Without building myself up too much, I never collide with anyone, at least not when I'm sober. And I have to say, even when I have had a bit too much beer I can still drive pretty darn well. So with that said, perhaps the worst thing you can say to an electric wheelchair user is, “Don't run me over!” That's a big no-no! Even if you are joking and being flippant, saying that actually makes me want to run into you.
When you are in a wheelchair, or indeed a standard pedestrian, there are often stand-offs with other pedestrians on the footpath or in shops. You know the drill, someone is blocking your path and they move, but at the same time you copy them and shift in the same direction. There is an awkward look between all parties involved as you both move back into the same position, it is at that moment when everyone apologises profusely and a gap finally appears.

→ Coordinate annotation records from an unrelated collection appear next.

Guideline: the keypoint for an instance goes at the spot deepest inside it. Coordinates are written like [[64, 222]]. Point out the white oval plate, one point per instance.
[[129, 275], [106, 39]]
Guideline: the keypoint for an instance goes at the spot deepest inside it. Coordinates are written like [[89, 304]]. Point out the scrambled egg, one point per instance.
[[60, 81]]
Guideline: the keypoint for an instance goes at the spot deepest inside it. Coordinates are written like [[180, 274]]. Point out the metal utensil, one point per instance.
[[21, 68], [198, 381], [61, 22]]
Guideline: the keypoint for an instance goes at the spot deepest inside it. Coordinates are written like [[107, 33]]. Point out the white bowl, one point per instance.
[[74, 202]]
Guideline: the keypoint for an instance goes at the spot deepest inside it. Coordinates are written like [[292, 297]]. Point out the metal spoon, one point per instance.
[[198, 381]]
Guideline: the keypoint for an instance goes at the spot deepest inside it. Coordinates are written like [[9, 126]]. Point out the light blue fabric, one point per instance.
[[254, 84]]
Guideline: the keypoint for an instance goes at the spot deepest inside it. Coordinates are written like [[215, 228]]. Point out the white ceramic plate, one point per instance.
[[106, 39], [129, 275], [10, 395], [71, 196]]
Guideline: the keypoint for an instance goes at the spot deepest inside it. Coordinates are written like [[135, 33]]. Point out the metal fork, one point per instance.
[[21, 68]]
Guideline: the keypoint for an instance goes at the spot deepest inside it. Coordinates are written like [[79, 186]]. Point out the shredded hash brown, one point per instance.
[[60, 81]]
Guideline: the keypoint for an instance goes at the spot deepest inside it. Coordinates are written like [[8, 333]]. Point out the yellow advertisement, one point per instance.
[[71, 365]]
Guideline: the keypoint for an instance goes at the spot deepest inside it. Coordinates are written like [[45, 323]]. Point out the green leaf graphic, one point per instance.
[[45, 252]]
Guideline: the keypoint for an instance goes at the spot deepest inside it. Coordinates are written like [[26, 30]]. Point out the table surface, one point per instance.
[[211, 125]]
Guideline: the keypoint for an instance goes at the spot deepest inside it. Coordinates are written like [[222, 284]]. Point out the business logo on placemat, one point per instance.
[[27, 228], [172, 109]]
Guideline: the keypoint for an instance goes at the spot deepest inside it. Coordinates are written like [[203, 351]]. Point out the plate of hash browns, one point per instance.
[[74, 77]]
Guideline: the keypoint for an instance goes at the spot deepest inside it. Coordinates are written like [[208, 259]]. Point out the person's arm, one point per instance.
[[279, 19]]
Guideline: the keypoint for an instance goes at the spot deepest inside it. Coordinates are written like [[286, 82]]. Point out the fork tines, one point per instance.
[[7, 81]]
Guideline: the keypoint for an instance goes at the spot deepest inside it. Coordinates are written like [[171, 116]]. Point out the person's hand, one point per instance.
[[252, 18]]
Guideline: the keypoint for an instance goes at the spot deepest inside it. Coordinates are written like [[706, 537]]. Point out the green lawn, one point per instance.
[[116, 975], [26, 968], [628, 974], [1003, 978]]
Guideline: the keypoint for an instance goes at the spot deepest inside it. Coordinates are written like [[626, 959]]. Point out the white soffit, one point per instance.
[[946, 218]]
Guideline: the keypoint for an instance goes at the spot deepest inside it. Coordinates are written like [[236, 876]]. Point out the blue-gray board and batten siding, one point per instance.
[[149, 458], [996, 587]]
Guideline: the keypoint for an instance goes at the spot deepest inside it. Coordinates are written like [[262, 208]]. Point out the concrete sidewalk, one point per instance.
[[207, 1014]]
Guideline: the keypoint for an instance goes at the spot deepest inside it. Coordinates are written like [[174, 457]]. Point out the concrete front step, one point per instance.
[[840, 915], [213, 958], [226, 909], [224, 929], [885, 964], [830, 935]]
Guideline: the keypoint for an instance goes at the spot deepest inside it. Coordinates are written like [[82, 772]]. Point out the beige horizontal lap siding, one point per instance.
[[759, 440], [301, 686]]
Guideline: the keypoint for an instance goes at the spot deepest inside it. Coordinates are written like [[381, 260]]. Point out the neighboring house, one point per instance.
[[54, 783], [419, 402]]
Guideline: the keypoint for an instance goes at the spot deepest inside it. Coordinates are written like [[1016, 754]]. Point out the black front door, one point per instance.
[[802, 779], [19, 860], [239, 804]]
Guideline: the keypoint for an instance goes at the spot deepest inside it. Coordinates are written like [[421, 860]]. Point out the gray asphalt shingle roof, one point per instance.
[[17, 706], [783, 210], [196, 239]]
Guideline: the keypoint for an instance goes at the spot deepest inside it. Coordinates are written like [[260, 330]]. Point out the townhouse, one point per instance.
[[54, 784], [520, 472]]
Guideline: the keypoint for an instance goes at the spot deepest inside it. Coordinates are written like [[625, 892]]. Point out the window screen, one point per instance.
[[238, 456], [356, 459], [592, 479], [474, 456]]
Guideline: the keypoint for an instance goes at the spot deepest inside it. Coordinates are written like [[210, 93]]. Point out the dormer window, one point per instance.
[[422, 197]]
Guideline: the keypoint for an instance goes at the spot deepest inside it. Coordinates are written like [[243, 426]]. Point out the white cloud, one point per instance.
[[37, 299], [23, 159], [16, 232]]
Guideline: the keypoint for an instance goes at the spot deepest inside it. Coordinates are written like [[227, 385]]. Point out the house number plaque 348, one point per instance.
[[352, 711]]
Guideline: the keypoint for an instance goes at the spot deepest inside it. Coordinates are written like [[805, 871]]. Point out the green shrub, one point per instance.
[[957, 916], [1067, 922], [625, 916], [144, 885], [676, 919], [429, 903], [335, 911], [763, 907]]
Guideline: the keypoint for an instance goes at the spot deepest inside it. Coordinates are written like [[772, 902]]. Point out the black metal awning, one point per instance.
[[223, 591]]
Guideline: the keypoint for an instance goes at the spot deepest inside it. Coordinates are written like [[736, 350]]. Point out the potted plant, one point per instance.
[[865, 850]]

These stand-offs in an electric wheelchair are a lot more one-sided; I'm in the driver's seat (sorry) and the other party is almost always the one that apologises and moves out of the way, even if I don't want them to and I am in the wrong. I say almost, because there are a few situations where I believe I should definitely give way. I want you to rank the following and tell me who you think deserves to be given way on a footpath the most:
· A young person in a manual wheelchair
· A young person in an electric wheelchair
· An attractive young woman or young man
· An unattractive man or woman
· A young woman or man with a pram
· A blind person
· An older person
· An older person walking with a cane
· An older person in a scooter
· A blind, elderly albino woman in a manual wheelchair being pushed by her frail husband
Please tell me in the comments, you will, won’t you?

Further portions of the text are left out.